Ma al di là di queste considerazioni qualcosa di silenzioso spesso accade tra i due. Le emozioni non sempre sono espresse, c’è un “non detto” che congela la parola. Come se non toccando il dolore con il cuore o trattenendo il respiro della paura, in qualche modo non se ne venga travolti. Molte persone raccontano di non aver mai detto la parola tumore durante tutto il periodo della malattia, o di non aver mai dato spazio allo sconforto difronte al caro ammalato, o di non aver mai pianto, o di non aver mai parlato esplicitamente dell’eventualità della morte. Tutto secondo un tacito accordo che lascia l’inespresso in balia di se stesso, e che in futuro potrebbe riorganizzarsi in vissuti di sofferenza emotiva.
Anche le incomprensioni possono rimanere taciute o non chiarite in modo esplicito. Semplici atteggiamenti o comportamenti diventano oggetto di accesi scambi di opinioni tra di loro senza mai arrivare a dichiarare la paura, la rabbia o il dolore che si celano dietro. Ad esempio in uno scenario in qui la fase di emergenza è finita, le cure sono andate a buon fine e si può tornare alla “normalità”, diversi possono essere gli atteggiamenti del caregiver e della persona assistita. Chi supera un cancro comunque si sentirà sempre intimamente “a rischio” e nel frattempo potrebbe aver cambiato le sue priorità di vita, i suoi comportamenti; fare cose inaspettate per chi lo conosce da tanto tempo e diventare un’altra persona nei modi, negli atteggiamenti. Questo cambiamento è difficile da accettare per chi gli sta vicino, perché vuol dire che non sarà mai più tutto come “prima”, vuol dire che il capitolo non è chiuso definitivamente, vuol dire dover cambiare insieme al paziente costruendo una nuova relazione.
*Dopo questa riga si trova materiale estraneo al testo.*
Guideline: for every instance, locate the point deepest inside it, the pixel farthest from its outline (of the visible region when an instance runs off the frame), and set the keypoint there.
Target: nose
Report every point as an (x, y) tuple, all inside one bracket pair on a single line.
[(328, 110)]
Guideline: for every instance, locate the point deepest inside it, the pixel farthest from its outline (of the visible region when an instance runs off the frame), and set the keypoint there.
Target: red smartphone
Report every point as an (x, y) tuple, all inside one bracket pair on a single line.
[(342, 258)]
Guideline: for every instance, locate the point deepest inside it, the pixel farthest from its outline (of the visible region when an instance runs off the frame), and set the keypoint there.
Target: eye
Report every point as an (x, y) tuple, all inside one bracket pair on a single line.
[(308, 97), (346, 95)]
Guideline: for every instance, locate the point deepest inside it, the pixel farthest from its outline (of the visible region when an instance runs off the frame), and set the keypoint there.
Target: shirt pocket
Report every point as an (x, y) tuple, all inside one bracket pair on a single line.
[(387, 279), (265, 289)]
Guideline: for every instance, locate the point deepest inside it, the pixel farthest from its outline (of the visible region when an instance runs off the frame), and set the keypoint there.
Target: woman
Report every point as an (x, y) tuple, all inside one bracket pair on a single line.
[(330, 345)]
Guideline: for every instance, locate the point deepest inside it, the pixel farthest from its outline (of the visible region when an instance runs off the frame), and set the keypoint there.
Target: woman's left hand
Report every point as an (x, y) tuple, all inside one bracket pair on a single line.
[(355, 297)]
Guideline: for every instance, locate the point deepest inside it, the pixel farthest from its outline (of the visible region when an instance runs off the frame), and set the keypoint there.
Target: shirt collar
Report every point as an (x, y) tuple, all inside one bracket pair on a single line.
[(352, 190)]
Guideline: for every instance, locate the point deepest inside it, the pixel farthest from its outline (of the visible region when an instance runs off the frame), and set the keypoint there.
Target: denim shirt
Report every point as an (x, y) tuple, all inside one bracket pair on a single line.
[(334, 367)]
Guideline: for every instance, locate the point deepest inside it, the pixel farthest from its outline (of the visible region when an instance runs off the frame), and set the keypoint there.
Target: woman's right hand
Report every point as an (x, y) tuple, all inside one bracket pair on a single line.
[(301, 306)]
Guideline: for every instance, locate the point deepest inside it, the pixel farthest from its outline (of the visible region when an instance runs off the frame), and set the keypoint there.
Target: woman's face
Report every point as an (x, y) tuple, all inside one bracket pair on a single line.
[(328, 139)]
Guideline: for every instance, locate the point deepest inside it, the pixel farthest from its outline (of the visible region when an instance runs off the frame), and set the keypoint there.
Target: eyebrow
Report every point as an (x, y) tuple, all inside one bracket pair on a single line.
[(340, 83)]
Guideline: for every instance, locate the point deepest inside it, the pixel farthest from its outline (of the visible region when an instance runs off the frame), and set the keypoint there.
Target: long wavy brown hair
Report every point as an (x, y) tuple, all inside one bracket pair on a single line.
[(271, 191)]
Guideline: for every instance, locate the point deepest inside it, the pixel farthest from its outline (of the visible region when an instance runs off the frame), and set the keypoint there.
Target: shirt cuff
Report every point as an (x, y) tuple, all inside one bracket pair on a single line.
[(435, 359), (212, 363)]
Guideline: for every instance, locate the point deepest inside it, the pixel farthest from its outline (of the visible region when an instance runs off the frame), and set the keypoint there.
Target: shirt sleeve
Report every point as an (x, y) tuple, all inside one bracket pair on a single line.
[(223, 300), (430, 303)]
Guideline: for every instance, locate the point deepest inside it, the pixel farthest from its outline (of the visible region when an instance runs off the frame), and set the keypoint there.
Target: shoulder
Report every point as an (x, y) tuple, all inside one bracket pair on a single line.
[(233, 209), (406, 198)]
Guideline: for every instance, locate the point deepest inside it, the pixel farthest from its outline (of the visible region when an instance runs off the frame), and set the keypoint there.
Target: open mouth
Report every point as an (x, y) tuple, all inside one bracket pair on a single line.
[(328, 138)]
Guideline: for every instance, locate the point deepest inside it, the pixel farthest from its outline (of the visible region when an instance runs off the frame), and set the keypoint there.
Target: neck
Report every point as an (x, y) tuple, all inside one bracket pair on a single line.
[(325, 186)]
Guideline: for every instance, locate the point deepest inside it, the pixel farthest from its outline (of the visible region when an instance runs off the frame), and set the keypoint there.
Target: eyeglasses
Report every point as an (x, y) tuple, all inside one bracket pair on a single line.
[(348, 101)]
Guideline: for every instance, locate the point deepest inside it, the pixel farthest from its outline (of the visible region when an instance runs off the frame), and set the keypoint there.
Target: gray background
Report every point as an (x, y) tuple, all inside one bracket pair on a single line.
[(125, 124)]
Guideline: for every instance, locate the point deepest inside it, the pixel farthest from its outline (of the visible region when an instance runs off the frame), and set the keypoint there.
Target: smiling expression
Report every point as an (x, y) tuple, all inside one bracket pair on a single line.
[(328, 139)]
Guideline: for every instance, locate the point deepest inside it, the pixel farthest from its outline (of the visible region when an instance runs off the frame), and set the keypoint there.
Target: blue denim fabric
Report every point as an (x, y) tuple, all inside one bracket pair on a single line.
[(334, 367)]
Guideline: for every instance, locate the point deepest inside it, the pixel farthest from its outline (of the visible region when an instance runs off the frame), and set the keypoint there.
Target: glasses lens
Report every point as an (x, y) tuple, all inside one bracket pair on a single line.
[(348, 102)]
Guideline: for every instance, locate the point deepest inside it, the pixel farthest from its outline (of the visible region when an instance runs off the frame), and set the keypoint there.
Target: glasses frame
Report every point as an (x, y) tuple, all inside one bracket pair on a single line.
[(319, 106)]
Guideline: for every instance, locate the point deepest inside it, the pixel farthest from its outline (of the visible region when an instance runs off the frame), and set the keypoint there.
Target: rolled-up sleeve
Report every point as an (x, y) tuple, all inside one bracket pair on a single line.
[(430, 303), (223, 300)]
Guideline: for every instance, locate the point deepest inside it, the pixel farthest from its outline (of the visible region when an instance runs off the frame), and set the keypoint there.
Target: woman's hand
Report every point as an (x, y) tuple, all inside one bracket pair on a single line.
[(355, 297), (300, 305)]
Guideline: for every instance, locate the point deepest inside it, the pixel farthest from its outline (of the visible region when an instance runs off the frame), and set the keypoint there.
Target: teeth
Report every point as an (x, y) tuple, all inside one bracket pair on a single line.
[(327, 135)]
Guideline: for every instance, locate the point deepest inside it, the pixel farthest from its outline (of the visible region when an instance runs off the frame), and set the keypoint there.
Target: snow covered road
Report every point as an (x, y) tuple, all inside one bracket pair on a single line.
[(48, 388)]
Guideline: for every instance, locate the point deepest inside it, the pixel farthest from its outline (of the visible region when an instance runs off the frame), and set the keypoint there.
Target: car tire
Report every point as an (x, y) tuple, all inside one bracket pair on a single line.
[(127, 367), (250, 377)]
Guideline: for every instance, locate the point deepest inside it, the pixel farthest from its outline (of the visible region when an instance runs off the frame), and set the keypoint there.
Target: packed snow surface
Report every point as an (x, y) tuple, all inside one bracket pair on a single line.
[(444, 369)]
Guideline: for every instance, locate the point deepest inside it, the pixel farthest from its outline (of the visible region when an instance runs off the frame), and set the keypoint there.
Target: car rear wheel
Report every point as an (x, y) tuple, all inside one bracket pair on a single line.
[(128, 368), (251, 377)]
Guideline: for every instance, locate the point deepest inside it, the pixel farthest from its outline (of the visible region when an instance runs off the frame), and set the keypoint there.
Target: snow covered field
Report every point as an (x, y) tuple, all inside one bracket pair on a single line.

Difronte a tutto ciò l’urlo silenzioso del caregiver, o dei familiare più vicini è “Torna come prima, perché allora vuol dire che non è successo nulla e io non dovrò più aver paura di perderti”. Ma d’altro canto il paziente si sente profondamente cambiato e soffre nel non veder riconosciuto questo suo nuovo modo di essere. Tutto questo rimane spesso nel “non detto” e può anche accadere che il paziente si ritiri dietro un comportamento che mima il suo modo di esser prima della malattia (attraverso il compiacimento) per tranquillizzare i propri cari. Ma rimane in sofferenza interiore, scalpitando la sua voglia di esser altro, deluso nel non essere stato compreso. Oppure mantiene determinato il suo nuovo modo di sentire la vita, ingaggiando una lotta più o meno esplicita con i familiari o persone a lui vicine che in tutti i modi tentano di farlo tornare come prima anche attraverso considerazioni del tipo “Non ti riconosco più” “Prima non lo avresti mai detto o fatto”.
Posizioni e nodi che con il tempo si aggrovigliano allontanando tra loro, chi un tempo formava la squadra indissolubile per vincere contro il nemico.